U.S. stocks closed mostly lower Thursday as weak energy and industrial shares weighed on the market, but the Nasdaq bucked the trend to rise for an eighth straight session, logging its best winning streak since October.
Closing numbers for key benchmarks, however, do not tell the full story, with the S&P 500 having spent most of the day in positive territory and then retreating toward the closing bell along with the Nasdaq, trimming its gains as the tech sector turned weak.
How did the indices fare?
The Dow Jones Industrial Average DJIA, -0.29% fell 74.52 points to 25,509.23, while
The S&P 500 SPX, -0.14% shed 4.12 points, to 2,853.58.
The Nasdaq Composite Index COMP, +0.04% edged up 3.46 points to 7,891.78.
For the week, the Dow is set to gain 0.2%, the S&P 500 is on pace to advance 0.5% and the Nasdaq is on track for a weekly return of 1%.
What drove the market?
Trading in recent sessions has mostly been a tug of war between concerns about the continuing trade dispute between the U.S. and China and positive sentiment over strong corporate earnings against a healthy economic backdrop.
U.S. earnings, on the whole, are solid, with the number of companies beating earnings estimates at the highest point since the third quarter of 2009, according to JPMorgan Chase.
But trade tensions between Washington and Beijing linger, threatening to derail the market’s upside momentum. On Wednesday, China warned that duties imposed by President Donald Trump’s administration on some $50 billion of Chinese imports set to be enacted on Aug. 23 would be matched, and China’s Ministry of Commerce said that the country “has to retaliate as necessary.”
Still, China’s markets have bounced back after getting knocked lower earlier this week, suggesting to global investors, at least momentarily, that the market of the world’s second-largest economy isn’t unraveling on trade clashes as it also battles a domestic slowdown.
What data was in focus?
In the latest economic data, initial jobless claims fell more than expected in the latest week, while the July producer-price index was flat, compared with expectations for a 0.2% rise.
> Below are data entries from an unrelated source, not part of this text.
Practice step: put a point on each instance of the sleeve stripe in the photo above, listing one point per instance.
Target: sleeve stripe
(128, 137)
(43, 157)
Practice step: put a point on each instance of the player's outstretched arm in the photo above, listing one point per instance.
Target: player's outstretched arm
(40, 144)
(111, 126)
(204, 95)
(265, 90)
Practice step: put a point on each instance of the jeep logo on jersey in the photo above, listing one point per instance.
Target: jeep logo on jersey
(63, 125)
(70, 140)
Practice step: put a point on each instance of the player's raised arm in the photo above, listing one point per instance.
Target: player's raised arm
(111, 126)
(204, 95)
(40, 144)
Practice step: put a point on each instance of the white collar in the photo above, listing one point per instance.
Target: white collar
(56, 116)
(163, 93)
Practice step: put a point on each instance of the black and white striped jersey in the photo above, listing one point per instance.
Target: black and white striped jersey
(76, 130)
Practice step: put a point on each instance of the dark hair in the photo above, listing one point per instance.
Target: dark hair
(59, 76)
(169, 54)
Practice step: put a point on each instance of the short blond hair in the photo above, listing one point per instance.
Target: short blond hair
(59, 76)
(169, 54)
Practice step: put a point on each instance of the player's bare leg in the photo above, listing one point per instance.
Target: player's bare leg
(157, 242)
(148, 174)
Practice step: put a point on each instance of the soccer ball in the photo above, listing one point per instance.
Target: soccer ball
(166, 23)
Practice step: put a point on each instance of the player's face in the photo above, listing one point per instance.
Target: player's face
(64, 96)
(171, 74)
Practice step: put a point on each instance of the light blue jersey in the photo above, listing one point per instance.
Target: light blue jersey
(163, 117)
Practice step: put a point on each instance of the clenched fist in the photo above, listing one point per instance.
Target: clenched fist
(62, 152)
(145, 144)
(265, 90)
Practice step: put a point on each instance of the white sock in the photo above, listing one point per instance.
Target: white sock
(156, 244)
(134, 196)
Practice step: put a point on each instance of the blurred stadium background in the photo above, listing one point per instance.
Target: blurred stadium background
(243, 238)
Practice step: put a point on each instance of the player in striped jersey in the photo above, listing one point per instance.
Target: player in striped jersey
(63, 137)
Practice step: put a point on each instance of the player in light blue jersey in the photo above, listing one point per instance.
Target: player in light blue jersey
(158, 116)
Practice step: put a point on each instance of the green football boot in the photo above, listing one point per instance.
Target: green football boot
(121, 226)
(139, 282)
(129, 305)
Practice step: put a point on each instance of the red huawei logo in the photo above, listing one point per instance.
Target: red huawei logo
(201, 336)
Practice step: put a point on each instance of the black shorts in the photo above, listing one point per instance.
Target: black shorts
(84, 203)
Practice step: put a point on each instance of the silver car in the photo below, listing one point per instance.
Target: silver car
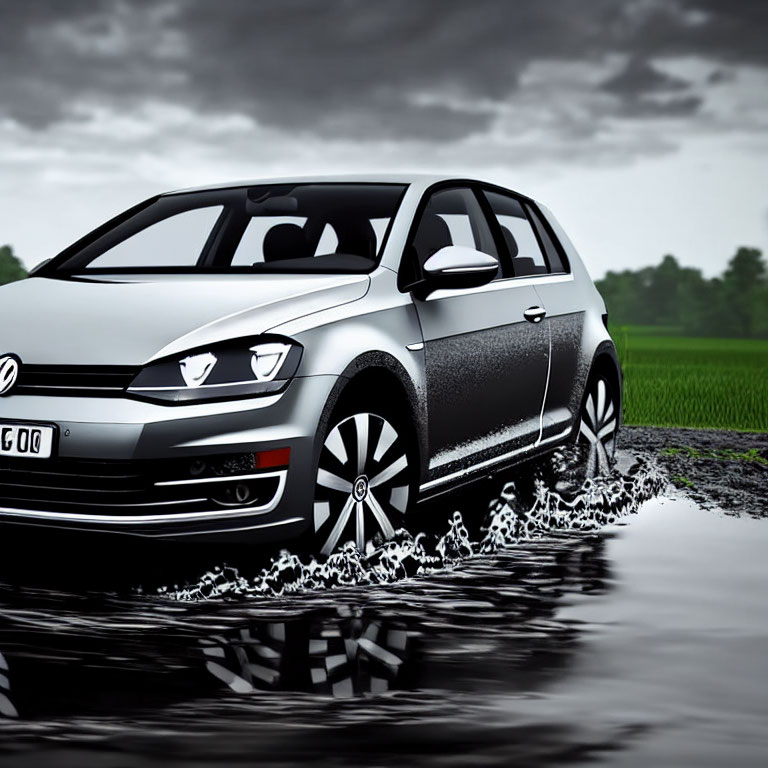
(314, 356)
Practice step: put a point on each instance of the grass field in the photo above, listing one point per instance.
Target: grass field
(675, 381)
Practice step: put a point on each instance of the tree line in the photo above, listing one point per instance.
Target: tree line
(734, 304)
(680, 298)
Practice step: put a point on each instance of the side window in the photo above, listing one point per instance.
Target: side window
(519, 236)
(555, 256)
(452, 217)
(176, 241)
(251, 247)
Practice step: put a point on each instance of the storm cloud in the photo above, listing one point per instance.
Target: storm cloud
(398, 69)
(646, 118)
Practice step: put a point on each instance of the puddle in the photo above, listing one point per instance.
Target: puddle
(626, 626)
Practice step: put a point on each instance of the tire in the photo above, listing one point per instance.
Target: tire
(598, 427)
(365, 479)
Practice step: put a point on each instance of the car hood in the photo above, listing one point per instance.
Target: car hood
(129, 322)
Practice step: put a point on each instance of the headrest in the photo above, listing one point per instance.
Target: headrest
(523, 266)
(285, 241)
(509, 239)
(432, 235)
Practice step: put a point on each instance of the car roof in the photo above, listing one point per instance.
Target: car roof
(421, 179)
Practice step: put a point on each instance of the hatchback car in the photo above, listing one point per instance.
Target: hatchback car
(262, 360)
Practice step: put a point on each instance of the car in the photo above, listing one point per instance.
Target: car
(302, 357)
What were the market participants saying?
“Things are looking good in the U.S. in terms of earnings and data, but things aren’t as rosy if you look to China, emerging markets or Europe. Weakness in those regions could eventually become a headwind for the U.S.,” said Suzanne Hutchins, senior portfolio manager of the $1.5 billion Dreyfus Global Real Return Fund, which is run out of the investment boutique Newton.
“The U.S. market seems to be shrugging off any sort of risk right now since the S&P 500 is near a record and volatility is low. We think that’s wrong, as trade would become quite challenging for the global economy,” she said.
“There were many clues that suggested selling stocks in May and waiting until October to move back into equities may not work in 2018,” said Ryan Detrick, senior market strategist for LPL Financial, referring to the popular adage of “sell in May and go away.”
Detrick wrote in his report that the market has gained each month between April and July during what is typically a weak season, and in such years, the market tended to add roughly 10% on average in the following months.
Which stocks were in focus?
Tesla Inc. TSLA, -4.83% fell 4.8% as investors continued to digest the recent news that CEO Elon Musk was “considering” taking the company private.
What were other markets doing?
The U.S. benchmark West Texas Intermediate futures CLU8, +0.04% fell while gold futures GCZ8, +0.06% ended fractionally lower.
The U.S. Dollar Index DXY, -0.05% rose as the Russian ruble USDRUB, -0.0523% dropped to a two-year low against the greenback in the wake of new sanctions on Russia over a nerve-agent attack.